The socket is now 192.168.1.30:4000 (for bumble), not 192.168.1.30:21 (for zippy). Both are anonymous FTP servers running in the same virtual machine at IP address 192.168.1.30. The port differentiates the two.
Users need not specify a port when connecting to Zippy’s FTP. Port 21 is assumed, so Zippy’s FTP is the default FTP server for the masses. Bumble’s FTP requires that port 4000 be specified, so this can be the lesser-known FTP server.
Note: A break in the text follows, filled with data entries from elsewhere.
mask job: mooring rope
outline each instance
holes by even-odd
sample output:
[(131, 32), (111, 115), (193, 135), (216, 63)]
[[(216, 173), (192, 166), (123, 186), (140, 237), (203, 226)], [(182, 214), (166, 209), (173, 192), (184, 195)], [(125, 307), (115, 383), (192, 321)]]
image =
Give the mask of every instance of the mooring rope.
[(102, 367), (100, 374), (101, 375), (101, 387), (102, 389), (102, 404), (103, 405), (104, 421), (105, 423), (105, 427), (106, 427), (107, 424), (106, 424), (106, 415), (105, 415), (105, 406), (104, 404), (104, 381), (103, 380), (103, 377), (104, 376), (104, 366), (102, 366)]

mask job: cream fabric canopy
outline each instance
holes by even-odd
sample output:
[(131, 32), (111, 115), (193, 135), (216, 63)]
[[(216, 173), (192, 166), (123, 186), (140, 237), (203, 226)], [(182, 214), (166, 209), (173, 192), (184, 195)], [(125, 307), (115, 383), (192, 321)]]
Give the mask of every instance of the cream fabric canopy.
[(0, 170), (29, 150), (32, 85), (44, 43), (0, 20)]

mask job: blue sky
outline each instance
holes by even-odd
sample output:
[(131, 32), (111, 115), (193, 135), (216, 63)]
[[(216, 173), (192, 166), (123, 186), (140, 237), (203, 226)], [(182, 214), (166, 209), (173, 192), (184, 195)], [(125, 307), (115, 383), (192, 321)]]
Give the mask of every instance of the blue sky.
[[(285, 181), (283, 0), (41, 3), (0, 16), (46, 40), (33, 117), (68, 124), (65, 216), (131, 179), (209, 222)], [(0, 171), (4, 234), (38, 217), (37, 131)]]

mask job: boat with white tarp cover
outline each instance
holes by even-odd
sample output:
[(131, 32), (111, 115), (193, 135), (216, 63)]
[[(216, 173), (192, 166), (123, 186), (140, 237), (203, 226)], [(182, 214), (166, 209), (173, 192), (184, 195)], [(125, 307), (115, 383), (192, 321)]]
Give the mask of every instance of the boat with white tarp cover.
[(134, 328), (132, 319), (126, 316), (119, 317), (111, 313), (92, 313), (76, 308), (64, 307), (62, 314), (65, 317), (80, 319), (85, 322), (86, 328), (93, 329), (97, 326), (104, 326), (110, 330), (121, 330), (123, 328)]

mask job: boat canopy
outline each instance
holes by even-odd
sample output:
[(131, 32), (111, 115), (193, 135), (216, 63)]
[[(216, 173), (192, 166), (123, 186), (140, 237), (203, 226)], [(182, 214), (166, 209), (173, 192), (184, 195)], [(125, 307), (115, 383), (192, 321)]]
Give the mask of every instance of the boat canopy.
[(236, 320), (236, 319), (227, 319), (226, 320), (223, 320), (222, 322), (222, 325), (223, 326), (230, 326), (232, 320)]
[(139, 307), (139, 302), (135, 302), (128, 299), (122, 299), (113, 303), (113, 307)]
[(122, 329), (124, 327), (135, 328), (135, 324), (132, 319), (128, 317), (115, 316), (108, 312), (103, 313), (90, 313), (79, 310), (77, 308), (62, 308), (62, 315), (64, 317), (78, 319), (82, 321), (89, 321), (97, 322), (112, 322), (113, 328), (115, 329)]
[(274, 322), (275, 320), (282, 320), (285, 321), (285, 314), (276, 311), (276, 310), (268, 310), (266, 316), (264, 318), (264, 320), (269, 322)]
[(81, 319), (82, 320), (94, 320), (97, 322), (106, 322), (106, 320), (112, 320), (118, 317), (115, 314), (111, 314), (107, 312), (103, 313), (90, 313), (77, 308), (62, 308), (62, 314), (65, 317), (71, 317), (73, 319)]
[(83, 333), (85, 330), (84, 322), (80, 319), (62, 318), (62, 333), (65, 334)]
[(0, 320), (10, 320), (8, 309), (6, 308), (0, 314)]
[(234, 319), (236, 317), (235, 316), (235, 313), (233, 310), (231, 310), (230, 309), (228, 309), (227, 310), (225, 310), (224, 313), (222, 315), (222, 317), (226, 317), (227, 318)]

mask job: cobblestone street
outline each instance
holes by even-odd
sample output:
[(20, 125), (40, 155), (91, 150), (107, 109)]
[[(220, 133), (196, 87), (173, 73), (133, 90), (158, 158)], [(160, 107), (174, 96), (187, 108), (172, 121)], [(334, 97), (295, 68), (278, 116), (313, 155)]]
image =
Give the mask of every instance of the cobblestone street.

Of course, this is no real security, but it illustrates how to set up two virtual FTP hosts. Both are seen as individual FTP servers.
Try creating files, directories, and deleting them. If you see a Critical file transfer error when attempting to upload a file, then check the directory permissions of the directory you are attempting to upload to.
Permissions are easy to overlook. For example, the error above occurred when trying to upload a file to bumbleftp when logged into the Bumble FTP server. It turned out that bumbleftp did not have its group write permission set, nor did it have its group ID set to bumble.
chmod and chgrp fixed this.
Once the permission and group changes were made to the bumbleftp directory, uploads were allowed. It is fine if root owns the directories. Notice the ‘s‘ in rws? That indicates that the group ID is set for that directory. All files created are assigned the same group ownership as the directory’s group, not the user’s group.
Adding More Virtual Hosts
If you want to add three, four, or more virtual hosts, then the process is the same but with different users, directories, and ports. Restart proftpd to register the changes.
Watching the Log Files
Remember the TransferLog directive for each virtual host? We can view the transfer logs of both virtual FTP servers in real time. Open two terminals (or use tmux).
Terminal 1 for zippyftp:
watch -n 1 cat /var/log/proftpd/zippy_xfer.log
Terminal 2 for bumbleftp:
watch -n 1 cat /var/log/proftpd/bumble_xfer.log
These log watching terminals update every second to witness any uploads or downloads.
For added monitoring, you can run a bandwidth monitor, such as bmon, to view server network activity. Your imagination is your best friend at this point.
With two anonymous virtual FTP hosts running in a virtual machine, we have finished the essentials. At this point, it would be a matter of configuring each FTP server to your wishes, which are too individual to list here.
The next improvement we can make is to encrypt the FTP traffic in order to prevent packet sniffing or network spying. We will cover that next time.
In the meantime, have fun with your new FTP server!